On Sunday I applied to two job listings for an “Entry Level Marketing Position.”  Both ads used the same term, and both involved “direct marketing.”  I wasn’t sure what this was, so I decided to give it a shot anyway.  On Monday, I heard back from both places.  The first caller pushed me very quickly into an interview without giving me any information on the job or asking much information from me.  The next call I decided to squeeze some information out of them.  Here’s how it went.

A woman with a tinge of an Indian accent: “Hello, may I speak with Paul?”

Me: “Yes, this is he.”

“Hello, Paul, this is *mumble* from *MUMBLE* and associates (after researching, I’m pretty sure it’s Dzurenda & Associates), calling about your job inquiry, do you have a few minutes?”

“Yes I do.”

“Well, Paul, we received your resume for the job ‘Entry Level Marketing,’ you’re interested in working with us?”

“Yes I am.”

“Paul, we believe in direct marketing, and we have an extensive clientèle and service Fortune 500 companies, and we don’t do telemarketing or mailing, we do direct marketing, face to face sales, and we move people quickly into management positions.”

“Um, okay.”

“Paul, could you handle being moved into a management position?”

“Yes…”  This seemed like a dumb question to me.

“Paul, we have extensive training for our management and for our marketing.”

“Okay, that sounds fine.”

“Paul, what got you interested in marketing?”

“Well, I’d like to have a job where I get to write and think, and marketing seems like it’d be a good fit for my talents.”

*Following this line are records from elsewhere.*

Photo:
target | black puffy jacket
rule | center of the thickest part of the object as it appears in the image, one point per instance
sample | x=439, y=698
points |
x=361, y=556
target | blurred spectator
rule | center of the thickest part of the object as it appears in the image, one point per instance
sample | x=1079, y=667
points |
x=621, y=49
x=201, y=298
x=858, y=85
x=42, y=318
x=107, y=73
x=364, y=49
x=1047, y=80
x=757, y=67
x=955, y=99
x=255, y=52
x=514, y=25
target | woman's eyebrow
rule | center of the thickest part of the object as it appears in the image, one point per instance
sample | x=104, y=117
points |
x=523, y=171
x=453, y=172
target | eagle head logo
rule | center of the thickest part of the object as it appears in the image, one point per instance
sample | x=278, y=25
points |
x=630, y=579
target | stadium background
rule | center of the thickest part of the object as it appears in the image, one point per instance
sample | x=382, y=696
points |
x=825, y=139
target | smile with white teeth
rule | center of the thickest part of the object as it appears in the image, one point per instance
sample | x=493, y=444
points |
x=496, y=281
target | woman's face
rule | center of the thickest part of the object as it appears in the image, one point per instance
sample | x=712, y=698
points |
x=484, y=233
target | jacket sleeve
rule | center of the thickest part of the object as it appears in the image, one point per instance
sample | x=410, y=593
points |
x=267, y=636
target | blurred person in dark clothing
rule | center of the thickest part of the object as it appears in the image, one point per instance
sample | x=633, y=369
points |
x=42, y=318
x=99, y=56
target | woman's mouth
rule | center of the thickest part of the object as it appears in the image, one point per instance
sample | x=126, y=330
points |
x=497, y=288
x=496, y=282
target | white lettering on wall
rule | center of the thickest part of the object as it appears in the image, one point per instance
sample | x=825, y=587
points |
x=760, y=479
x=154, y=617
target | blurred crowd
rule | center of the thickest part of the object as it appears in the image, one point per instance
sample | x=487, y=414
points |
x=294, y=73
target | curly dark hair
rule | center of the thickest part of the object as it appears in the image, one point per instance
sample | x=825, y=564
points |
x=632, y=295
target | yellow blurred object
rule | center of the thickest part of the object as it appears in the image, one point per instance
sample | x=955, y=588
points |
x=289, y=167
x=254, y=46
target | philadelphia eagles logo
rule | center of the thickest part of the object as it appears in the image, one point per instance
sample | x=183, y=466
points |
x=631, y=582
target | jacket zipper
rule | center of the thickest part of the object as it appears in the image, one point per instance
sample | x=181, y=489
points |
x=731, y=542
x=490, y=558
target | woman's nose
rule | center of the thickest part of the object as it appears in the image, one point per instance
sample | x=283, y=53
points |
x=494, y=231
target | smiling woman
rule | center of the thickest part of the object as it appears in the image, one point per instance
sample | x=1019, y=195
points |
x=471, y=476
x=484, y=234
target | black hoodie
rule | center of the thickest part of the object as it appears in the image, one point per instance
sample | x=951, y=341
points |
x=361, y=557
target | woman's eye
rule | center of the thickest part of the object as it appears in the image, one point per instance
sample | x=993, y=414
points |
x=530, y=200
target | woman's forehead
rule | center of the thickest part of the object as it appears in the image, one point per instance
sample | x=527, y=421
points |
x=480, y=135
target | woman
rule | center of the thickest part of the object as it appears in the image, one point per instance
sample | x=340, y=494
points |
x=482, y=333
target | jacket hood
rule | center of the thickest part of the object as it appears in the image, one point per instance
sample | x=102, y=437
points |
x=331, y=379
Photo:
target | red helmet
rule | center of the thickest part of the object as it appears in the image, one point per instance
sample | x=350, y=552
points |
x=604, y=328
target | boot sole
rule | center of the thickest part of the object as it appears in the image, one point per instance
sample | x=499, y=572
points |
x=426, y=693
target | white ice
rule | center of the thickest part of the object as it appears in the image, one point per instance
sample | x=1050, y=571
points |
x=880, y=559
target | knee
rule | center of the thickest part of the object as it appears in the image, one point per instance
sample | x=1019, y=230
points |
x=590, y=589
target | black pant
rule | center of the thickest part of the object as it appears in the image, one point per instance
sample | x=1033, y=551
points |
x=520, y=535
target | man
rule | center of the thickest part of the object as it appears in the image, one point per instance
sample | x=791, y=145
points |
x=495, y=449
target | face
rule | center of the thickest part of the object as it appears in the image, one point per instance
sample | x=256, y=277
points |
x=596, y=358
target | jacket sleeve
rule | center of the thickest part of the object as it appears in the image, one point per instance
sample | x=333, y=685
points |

“Okay, Paul, and you like sales?”

“Sales seems fine…”  I’m thinking right now, I wanna be like on Madmen, but I don’t want to say that because that’s a stupid thing to say.

“And I see, Paul, that you have a lot of colleges listed.”

“Yeah, I took summer classes at those others, but I graduated from St. John’s.”  I thought that was apparent from my resume.

“And Paul, I don’t have an address for you (a recruiter told me that putting addresses on resumes is a thing of the past), where do you live?”

“East Palo Alto.”

“Okay, Paul, our offices are located in San Francisco, would that be too much of a commute?”

“No, I think I can manage.”

“Okay, Paul, we’d like to have you come in for a real interview to get things finished up, can you come in this Thursday?”

“Wait, before the interview, what is it that you do exactly?”

“We do direct marketing, Paul.”

“I know you said that, but what’s involved in direct marketing?  You said it’s not telemarketing -”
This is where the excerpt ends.